'Sweetheart deal of a lifetime' has a price tag City gave extra $18 million to manage EAI schools, leaving others with less

June 05, 1995|By James Bock | James Bock,Sun Staff Writer Staff writers Gary Gately and Mike Bowler contributed to this article.

First, they held the news conference. Then, for six intense weeks of faxes, phone calls and red-eyed meetings, they haggled over the details. Finally, the deal: Baltimore would bring private management to nine troubled public schools, all at no extra cost to the city.

Nearly three years later, the price is clear. Education Alternatives Inc. got at least $18 million more to manage those schools and three added later than the city would have spent ordinarily, according to school system analyses.

Baltimore siphoned the dollars, in effect, from other city schools because the system got no new funds for the privatization venture. If redistributed, that $18 million could have sent a new teacher to each of Baltimore's 182 public schools or bought 9,000 computers at $2,000 apiece.

Those six weeks of negotiations in the summer of 1992 have stretched into three years of controversy about private management of Baltimore's public schools.

The argument revolves around the lack of proven academic success at EAI's Tesseract schools and often comes back to money: Is it fair that they get more dollars than other schools?
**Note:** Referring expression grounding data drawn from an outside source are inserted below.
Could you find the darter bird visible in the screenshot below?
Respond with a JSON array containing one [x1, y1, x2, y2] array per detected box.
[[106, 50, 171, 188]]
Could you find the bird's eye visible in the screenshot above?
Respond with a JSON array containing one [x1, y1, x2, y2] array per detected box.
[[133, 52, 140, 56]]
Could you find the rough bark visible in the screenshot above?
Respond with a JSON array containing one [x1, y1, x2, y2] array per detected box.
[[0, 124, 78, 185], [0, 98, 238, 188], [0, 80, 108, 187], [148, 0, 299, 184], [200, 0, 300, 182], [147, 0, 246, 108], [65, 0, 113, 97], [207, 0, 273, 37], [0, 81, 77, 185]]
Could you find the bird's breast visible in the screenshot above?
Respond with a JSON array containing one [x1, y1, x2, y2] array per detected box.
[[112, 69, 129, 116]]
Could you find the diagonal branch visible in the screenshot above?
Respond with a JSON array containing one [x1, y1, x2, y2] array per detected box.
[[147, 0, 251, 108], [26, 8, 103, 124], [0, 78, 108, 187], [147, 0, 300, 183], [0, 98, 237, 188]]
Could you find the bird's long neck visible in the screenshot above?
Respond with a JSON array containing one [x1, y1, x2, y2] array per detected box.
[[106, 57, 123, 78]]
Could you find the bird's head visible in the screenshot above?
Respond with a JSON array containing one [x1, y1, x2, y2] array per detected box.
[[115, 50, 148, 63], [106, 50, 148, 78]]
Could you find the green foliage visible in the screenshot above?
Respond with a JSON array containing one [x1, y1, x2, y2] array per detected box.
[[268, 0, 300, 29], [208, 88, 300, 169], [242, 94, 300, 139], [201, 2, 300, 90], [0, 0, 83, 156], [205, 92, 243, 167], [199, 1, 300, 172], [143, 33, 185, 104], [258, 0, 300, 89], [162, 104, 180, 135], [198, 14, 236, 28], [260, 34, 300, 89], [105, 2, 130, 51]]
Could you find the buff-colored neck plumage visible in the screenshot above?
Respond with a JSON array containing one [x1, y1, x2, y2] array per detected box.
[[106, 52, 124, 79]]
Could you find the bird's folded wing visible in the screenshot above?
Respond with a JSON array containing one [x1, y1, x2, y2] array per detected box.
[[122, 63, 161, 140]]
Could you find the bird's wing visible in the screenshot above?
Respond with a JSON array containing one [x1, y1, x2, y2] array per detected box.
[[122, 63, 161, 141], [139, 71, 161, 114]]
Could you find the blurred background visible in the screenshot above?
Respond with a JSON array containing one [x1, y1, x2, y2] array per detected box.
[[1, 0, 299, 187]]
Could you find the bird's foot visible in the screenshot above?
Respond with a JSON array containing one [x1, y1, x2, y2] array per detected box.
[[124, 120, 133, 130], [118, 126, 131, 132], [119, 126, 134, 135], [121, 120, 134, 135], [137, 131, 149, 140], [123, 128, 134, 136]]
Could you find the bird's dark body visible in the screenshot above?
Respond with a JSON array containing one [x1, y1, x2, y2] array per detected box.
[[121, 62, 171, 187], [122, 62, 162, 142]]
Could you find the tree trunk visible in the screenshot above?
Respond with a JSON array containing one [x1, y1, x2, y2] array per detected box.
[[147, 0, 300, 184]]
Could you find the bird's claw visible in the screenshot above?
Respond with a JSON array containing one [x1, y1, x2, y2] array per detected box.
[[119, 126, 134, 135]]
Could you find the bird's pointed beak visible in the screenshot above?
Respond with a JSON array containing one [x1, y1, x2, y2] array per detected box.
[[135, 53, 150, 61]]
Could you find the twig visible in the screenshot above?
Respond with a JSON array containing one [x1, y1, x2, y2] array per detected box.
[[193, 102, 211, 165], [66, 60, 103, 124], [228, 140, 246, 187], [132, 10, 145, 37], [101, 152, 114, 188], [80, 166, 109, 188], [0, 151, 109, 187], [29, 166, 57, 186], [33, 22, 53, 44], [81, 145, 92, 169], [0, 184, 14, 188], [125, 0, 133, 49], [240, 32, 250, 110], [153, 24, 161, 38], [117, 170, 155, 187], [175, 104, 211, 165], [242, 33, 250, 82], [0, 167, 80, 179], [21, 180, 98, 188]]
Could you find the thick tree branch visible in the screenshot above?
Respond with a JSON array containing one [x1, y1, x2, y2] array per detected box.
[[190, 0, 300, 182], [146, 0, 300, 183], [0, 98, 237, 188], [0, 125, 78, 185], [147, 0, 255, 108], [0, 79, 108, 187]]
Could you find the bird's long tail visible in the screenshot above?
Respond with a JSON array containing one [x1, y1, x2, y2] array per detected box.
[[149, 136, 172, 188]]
Is it right that a private company profit by running cash-strapped public schools?

While $18 million over three years amounts to just 1 percent of the city education budget, the disparity in funding has fueled criticism of the EAI deal from the City Council, the Baltimore Teachers Union, civic activists and school system insiders.

"I don't think we should be paying profit to an outside group," said Anna Coplin, principal of Cecil Elementary, a non-Tesseract EAI school in East Baltimore. "There are schools in need, and those schools are being deprived in order to pay [EAI] a profit."

But Superintendent Walter G. Amprey says EAI is no different than for-profit companies that sell the city pencils, textbooks and desks. He said the system "paid to learn" from EAI.

"It's hard to find anybody who doesn't make money off of education," Dr. Amprey said. "It's part of the American way."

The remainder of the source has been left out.